Additionally, the tools that help create tools exist to speed up the development process and provide help in areas that may otherwise require more time and people. Dreamweaver, for example, though it can be used in strictly development mode, allows for a design view for people who don't understand HTML that well. Even though I dislike the design tab, some may argue it's a useful tool. Other development tools like Eclipse or Coda provide useful features to developers. These, of course, are strictly meant for people who know what they're doing - not who are just playing around like with iWeb or iPhoto.

So, in our continual development of software/web "tools" we should really consider our target audiences and classify them in these various "shells."

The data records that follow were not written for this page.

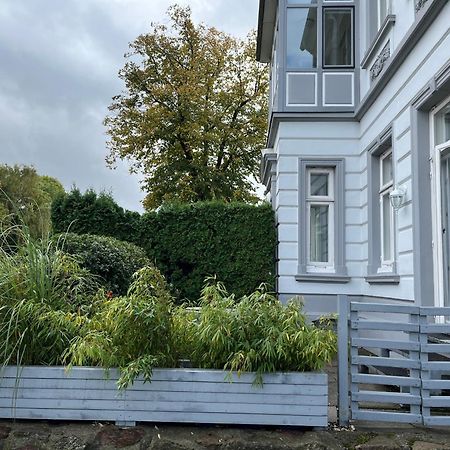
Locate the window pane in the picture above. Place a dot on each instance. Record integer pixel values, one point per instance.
(443, 126)
(387, 219)
(319, 184)
(338, 39)
(301, 50)
(301, 2)
(382, 13)
(319, 233)
(387, 170)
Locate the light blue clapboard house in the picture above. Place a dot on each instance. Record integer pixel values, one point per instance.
(357, 165)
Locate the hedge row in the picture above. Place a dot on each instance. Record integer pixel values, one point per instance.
(112, 260)
(188, 242)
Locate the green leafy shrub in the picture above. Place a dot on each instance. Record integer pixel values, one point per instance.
(187, 242)
(258, 334)
(112, 260)
(132, 333)
(44, 293)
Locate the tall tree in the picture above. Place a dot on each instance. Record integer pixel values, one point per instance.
(193, 116)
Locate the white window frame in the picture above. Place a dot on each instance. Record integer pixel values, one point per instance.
(435, 172)
(385, 13)
(313, 200)
(387, 264)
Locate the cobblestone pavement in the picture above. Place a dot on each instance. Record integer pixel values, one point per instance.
(34, 435)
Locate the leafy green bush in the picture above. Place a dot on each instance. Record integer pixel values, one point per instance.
(188, 242)
(113, 260)
(258, 334)
(132, 333)
(43, 293)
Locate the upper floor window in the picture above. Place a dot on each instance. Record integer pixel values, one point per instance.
(336, 28)
(378, 11)
(301, 51)
(386, 211)
(338, 37)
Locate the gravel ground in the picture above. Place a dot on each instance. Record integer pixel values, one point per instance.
(36, 435)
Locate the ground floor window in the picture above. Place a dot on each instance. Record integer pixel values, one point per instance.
(386, 212)
(321, 221)
(320, 218)
(440, 159)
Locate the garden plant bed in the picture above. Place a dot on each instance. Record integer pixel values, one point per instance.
(174, 395)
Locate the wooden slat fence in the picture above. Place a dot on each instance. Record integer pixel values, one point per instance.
(398, 369)
(174, 395)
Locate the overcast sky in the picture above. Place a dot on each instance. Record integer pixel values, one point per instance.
(59, 61)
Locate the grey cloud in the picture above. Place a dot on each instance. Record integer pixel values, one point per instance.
(58, 71)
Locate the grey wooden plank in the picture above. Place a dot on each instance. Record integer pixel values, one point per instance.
(386, 362)
(93, 394)
(384, 416)
(384, 326)
(387, 397)
(343, 360)
(436, 348)
(63, 403)
(435, 311)
(203, 375)
(385, 343)
(235, 419)
(251, 419)
(384, 308)
(168, 386)
(436, 384)
(438, 328)
(186, 407)
(437, 366)
(60, 414)
(386, 380)
(437, 421)
(435, 401)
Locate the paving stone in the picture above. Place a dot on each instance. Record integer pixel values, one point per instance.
(384, 442)
(4, 431)
(118, 437)
(38, 432)
(318, 440)
(421, 445)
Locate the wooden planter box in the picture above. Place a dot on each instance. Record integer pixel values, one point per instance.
(174, 395)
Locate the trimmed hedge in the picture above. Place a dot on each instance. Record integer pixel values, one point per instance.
(234, 241)
(188, 242)
(92, 213)
(112, 260)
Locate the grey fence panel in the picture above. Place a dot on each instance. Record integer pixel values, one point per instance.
(435, 358)
(385, 363)
(399, 363)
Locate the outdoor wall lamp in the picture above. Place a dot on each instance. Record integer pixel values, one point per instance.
(397, 197)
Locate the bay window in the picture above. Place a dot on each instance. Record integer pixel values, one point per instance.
(378, 11)
(338, 37)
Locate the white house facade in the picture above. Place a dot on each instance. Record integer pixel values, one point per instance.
(357, 165)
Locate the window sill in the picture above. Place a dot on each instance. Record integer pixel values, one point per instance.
(323, 277)
(382, 33)
(383, 278)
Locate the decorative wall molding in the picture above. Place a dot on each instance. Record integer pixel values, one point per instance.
(420, 4)
(380, 61)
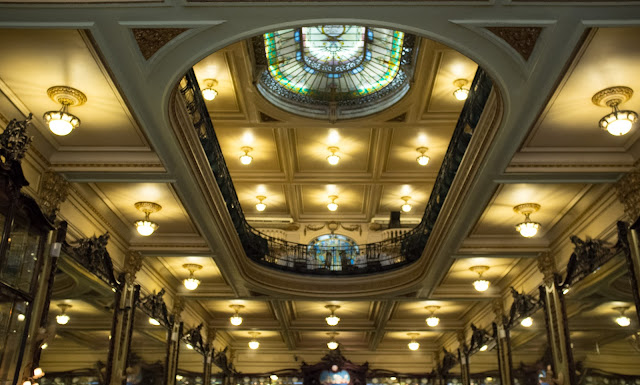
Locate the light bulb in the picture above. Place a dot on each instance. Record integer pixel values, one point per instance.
(235, 320)
(146, 228)
(209, 93)
(623, 321)
(528, 229)
(433, 321)
(191, 283)
(332, 320)
(481, 285)
(62, 319)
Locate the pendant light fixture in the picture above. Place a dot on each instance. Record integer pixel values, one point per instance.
(146, 227)
(62, 122)
(235, 319)
(432, 320)
(208, 92)
(63, 318)
(332, 319)
(254, 343)
(480, 284)
(192, 282)
(422, 159)
(528, 228)
(618, 122)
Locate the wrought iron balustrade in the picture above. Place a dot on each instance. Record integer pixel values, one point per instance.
(367, 258)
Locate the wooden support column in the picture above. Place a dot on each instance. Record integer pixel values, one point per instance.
(503, 344)
(556, 321)
(173, 343)
(127, 296)
(463, 359)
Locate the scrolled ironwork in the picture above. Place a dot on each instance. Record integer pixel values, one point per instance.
(365, 259)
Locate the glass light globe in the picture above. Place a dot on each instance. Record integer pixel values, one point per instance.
(62, 319)
(191, 283)
(423, 160)
(333, 159)
(528, 229)
(235, 320)
(209, 93)
(332, 320)
(146, 228)
(481, 284)
(433, 321)
(527, 322)
(623, 321)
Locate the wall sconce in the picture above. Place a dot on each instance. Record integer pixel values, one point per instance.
(461, 93)
(480, 284)
(145, 227)
(192, 282)
(618, 122)
(208, 92)
(62, 122)
(527, 228)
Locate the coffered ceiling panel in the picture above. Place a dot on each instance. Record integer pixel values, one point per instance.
(555, 201)
(571, 119)
(311, 147)
(70, 61)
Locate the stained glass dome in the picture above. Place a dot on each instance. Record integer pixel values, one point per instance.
(335, 70)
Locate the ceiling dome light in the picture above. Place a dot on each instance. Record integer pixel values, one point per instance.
(432, 320)
(413, 345)
(422, 159)
(254, 344)
(235, 319)
(527, 228)
(63, 318)
(332, 206)
(333, 159)
(332, 319)
(332, 344)
(61, 122)
(527, 322)
(261, 206)
(208, 92)
(246, 158)
(145, 227)
(622, 320)
(480, 284)
(618, 122)
(192, 282)
(406, 207)
(461, 93)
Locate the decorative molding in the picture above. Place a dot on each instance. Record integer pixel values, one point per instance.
(150, 40)
(521, 39)
(54, 190)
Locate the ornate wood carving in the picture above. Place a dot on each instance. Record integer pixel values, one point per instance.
(93, 255)
(521, 39)
(150, 40)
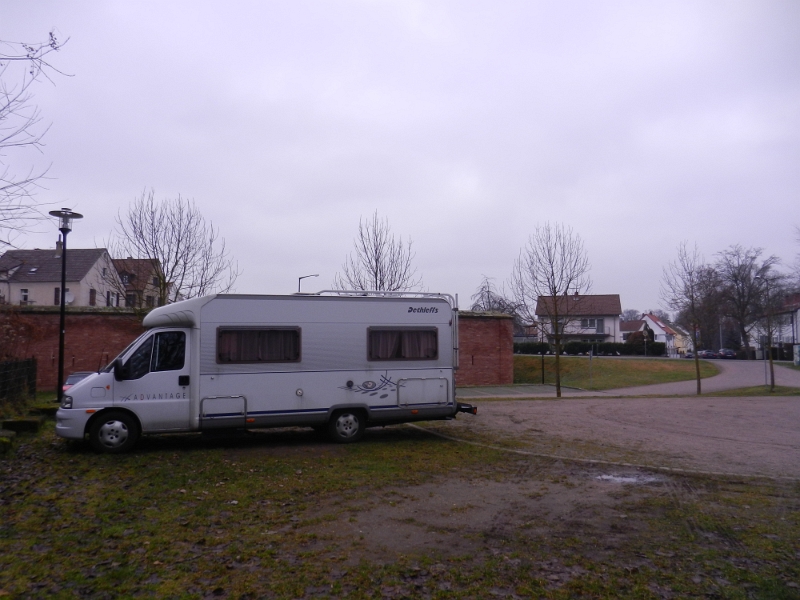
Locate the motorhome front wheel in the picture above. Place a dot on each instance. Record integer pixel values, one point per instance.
(114, 432)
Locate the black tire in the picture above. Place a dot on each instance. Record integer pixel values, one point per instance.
(114, 432)
(347, 426)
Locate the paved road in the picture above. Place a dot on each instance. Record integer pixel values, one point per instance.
(744, 436)
(733, 374)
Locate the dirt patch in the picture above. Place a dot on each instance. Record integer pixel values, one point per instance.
(462, 517)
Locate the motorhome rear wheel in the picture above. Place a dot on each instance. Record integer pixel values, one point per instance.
(347, 426)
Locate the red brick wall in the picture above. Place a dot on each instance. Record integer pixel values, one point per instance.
(486, 349)
(92, 339)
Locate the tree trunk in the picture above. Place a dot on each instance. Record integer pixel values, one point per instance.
(746, 340)
(696, 358)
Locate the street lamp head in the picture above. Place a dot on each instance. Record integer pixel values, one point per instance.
(65, 217)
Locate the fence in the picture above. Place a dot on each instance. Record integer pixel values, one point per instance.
(17, 379)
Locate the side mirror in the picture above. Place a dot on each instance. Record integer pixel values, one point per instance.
(120, 372)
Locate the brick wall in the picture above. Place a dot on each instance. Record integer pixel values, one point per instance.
(486, 348)
(93, 338)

Shell 1: CORE a small group of core users who have a specific skill set, passion and set of needs to be satisfied. This might be perhaps a handful of lighting developers at Pixar who need a special software to work between several customized applications and accomplish specific tasks. Example: Pixar's Renderman.

Shell 2: COMMITTED a larger group of users who share a standard set of needs but less specific. This would be a group of developers in a specific language, maybe. It's not important what their task is - just that they all are committed to something specific, doing fairly similar things and have specific skill sets. Example: Adobe Photoshop or Dreamweaver.

Shell 3: CONGREGATION a broader audience with a specific interest, such as artists vs. business people vs. developers vs. writers. Instead of focusing on very specific functionality, your software has to understand a general need that a group of people could use in a variety of ways. Example: Microsoft Excel or Powerpoint.

Shell 4: CROWD everyone else - tools that could be useful to any average person. Example: Apple iTunes or Mail.

This is not to say that if your target audience falls into a broad shell that you can't allow for specific functionality within your application. Just don't make it the primary focus if the majority of your audience is using your application for general purposes.

So decide in your development stage what kind of "tool" you're making. This fundamental decision affects your interaction design, UI design, marketing, etc.